Il rifiuto della psicoanalisi come terapia rivela nello Svevo della Coscienza di Zeno una difesa dei diritti dei cosiddetti "ammalati" rispetto ai "sani". La nevrosi, per Svevo, è anche un segno positivo di non rassegnazione e di non adattamento ai meccanismi alienanti della civiltà, la quale impone lavoro, disciplina, obbedienza alle leggi morali, sacrificando la ricerca del piacere. L'ammalato è colui che non vuole rinunciare alla forza del desiderio. La terapia lo renderebbe sì più "normale", ma a prezzo di spegnere in lui le pulsioni vitali. Per questo l'ultimo Svevo difende la propria "inettitudine" e la propria nevrosi, viste come forme di resistenza all'alienazione circostante. Rispetto all'uomo efficiente ma del tutto integrato nei meccanismi inautentici della società borghese, egli preferisce essere un "dilettante", un "inetto", un "abbozzo" aperto a possibilità diverse.

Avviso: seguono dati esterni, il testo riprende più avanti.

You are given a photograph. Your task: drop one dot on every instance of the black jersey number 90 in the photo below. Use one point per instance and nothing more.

Con questa presa di posizione si passa già dalla cultura alla poetica di Svevo. Negli anni dell'elaborazione della Coscienza di Zeno e dell'ultima produzione narrativa e teatrale, la letteratura è da lui concepita come recupero e salvaguardia della vita. L'esistenza vissuta, trasportata sulla pagina scritta, viene sottratta al flusso oggettivo del tempo; definitivamente «morta» è solo la vita non raccontata. Soltanto se l'esistenza sarà narrata o «letteraturizzata», trattata cioè attraverso il «raccoglimento» della letteratura, sarà possibile evitare la perdita dei momenti importanti della vita e rivivere nella parola letteraria l'esperienza vitale del passato, i desideri e le pulsioni che nella realtà sono spesso repressi e soffocati. Su questa la tesi di fondo si aprono Le confessioni del vegliardo. La vita può essere difesa solo dall'«inetto», dall'ammalato o dal nevrotico, da chi nella società è un "diverso", e dunque dallo scrittore.

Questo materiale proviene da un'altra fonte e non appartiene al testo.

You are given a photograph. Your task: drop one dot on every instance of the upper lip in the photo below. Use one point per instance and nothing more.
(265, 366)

Anche sul piano del gusto letterario e delle scelte di poetica Svevo muove da maestri diversi: da un lato i realisti e i naturalisti (principalmente Honoré de Balzac, Gustave Flaubert e Émile Zola; ma Svevo si occupa anche del Mastro-don Gesualdo di Verga); dal l'altro il romanzo psicologico di fine Ottocento, e soprattutto Dostoevskij, che aveva scandagliato le pieghe più riposte della psiche umana. Gli scritti Soggiorno londinese e Uomini e cose in un distretto di Londra rivelano anche l'apertura alla letteratura inglese e soprattutto a quella umoristica di Swift e di Sterne, che indubbiamente influenza La coscienza di Zeno e l'ultima produzione narrativa e teatrale.
Dalla letteratura realista e naturalista - e soprattutto da Flaubert - Svevo deriva la critica al "bovarismo" agli atteggiamenti da sognatore romantico dei protagonisti dei primi due romanzi, e una struttura narrativa, in Una vita e in Senilità, ancora tributaria all'impianto narrativo tradizionale. Da Dostoevskij e da Sterne desume la spinta all'analisi profonda dell'io e a un rinnovamento radicale delle strutture narrative. Su questo piano agisce anche l'influenza di Joyce. Essa si risolve però in molteplici gestioni culturali (l'attenzione all'inconscio) e la tendenza a correlare l'analisi del profondo alla ricerca di un nuovo impianto narrativo più che in una effettiva analogia di soluzioni formali. La confessione di Zeno, con il suo sorridente distacco razionalistico, resta ben lontana dal "flusso di coscienza" dell'Ulisse, il capolavoro di Joyce.